Je me suis dit, il a trouvé quelqu’un avec qui parler ; et puis j’ai pensé, moi aussi, j’ai trouvé quelqu’un avec qui parler. Dès l’instant qu’un homme commence à vous parler de sexe, ce qu’il dit renvoie à vous autant qu’à lui. Neuf fois sur dix, ça ne se produit pas, et ce n’est peut-être pas plus mal, mais il est vrai que si on n’arrive pas à un certain degré de franchise sur le sexe, et qu’on préfère faire comme si on n’y pensait jamais, alors l’amitié masculine est incomplète. 

La plupart des hommes ne trouvent jamais un tel ami ; un tel ami est chose rare. Mais quand on le trouve, quand deux hommes s’accordent sur cette part essentielle de la vie d’homme, sans avoir peur d’être jugés, réprouvés, enviés, ou surpassés, quand ils sont confiants que leur confiance ne sera pas trahie, leur rapport humain peut être très fort, et il peut en résulter une intimité inattendue.

 Il n’est sans doute pas coutumier de ce type de rapports, me disais-je. Mais comme il est venu vers moi dans ses pires moments, plein de cette haine que j’ai vue l’empoisonner pendant des mois, il se sent libre auprès de moi, comme auprès de quelqu’un qu’on a eu à son chevet pendant qu’on traversait une terrible maladie. Ce qu’il éprouve n’est pas tant l’envie de se vanter que l’énorme soulagement de ne pas avoir à garder pour lui quelque chose d’aussi stupéfiant, d’aussi neuf que sa renaissance pleine et entière à lui-même.

« Où l’avez-vous trouvée ? ai-je demandé.
— J’étais passé prendre mon courrier à la poste,en fin de journée ; elle lessivait le parterre. C’est la blonde maigre qui fait parfois le ménage à la poste ; elle fait partie des agents d’entretien titulaires, à Athena. Elle est femme de ménage à plein-temps là où j’ai été doyen. Cette femme n’a pas un sou vaillant. Faunia Farley, c’est son nom. Faunia n’a absolument rien à elle.

— Et pourquoi ?
— Elle a eu un mari. Il la battait avec une telle brutalité qu’elle s’est retrouvée dans le coma. Ils avaient un élevage de vaches laitières. Il le gérait tellement mal qu’il a fait faillite. Elle avait deux enfants. Une chaufferette s’est renversée, le feu a pris et les deux enfants sont morts asphyxiés.
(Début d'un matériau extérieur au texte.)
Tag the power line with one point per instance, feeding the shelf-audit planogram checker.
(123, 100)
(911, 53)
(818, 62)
À part les cendres de ses enfants qu’elle garde sous son lit dans une boîte en fer, elle n’a rien qui vaille quelque chose sinon une Chevy de 83. 

La seule fois que je l’aie vue au bord des larmes, elle me disait : “Je sais pas quoi faire des cendres.” Les catastrophes rurales l’ont pressée comme un citron, il ne lui reste même plus de larmes. Dire qu’elle a eu dans la vie des débuts d’enfant riche, privilégiée ! Elle a grandi dans une maison immense, au sud de Boston, des cheminées dans les cinq chambres, les plus belles antiquités, de la porcelaine de famille — tout était ancien, là-dedans, et d’excellente origine, y compris la famille elle-même. 

Elle est d’ailleurs capable de parler étonnamment bien, quand elle veut. Mais elle est tombée si bas dans l’échelle sociale, et de si haut, que son langage est tout de même sacrément hétéroclite. Elle s’est retrouvée exilée du monde qui aurait dû être le sien. Déclassée. Il y a une réelle démocratisation, dans sa souffrance.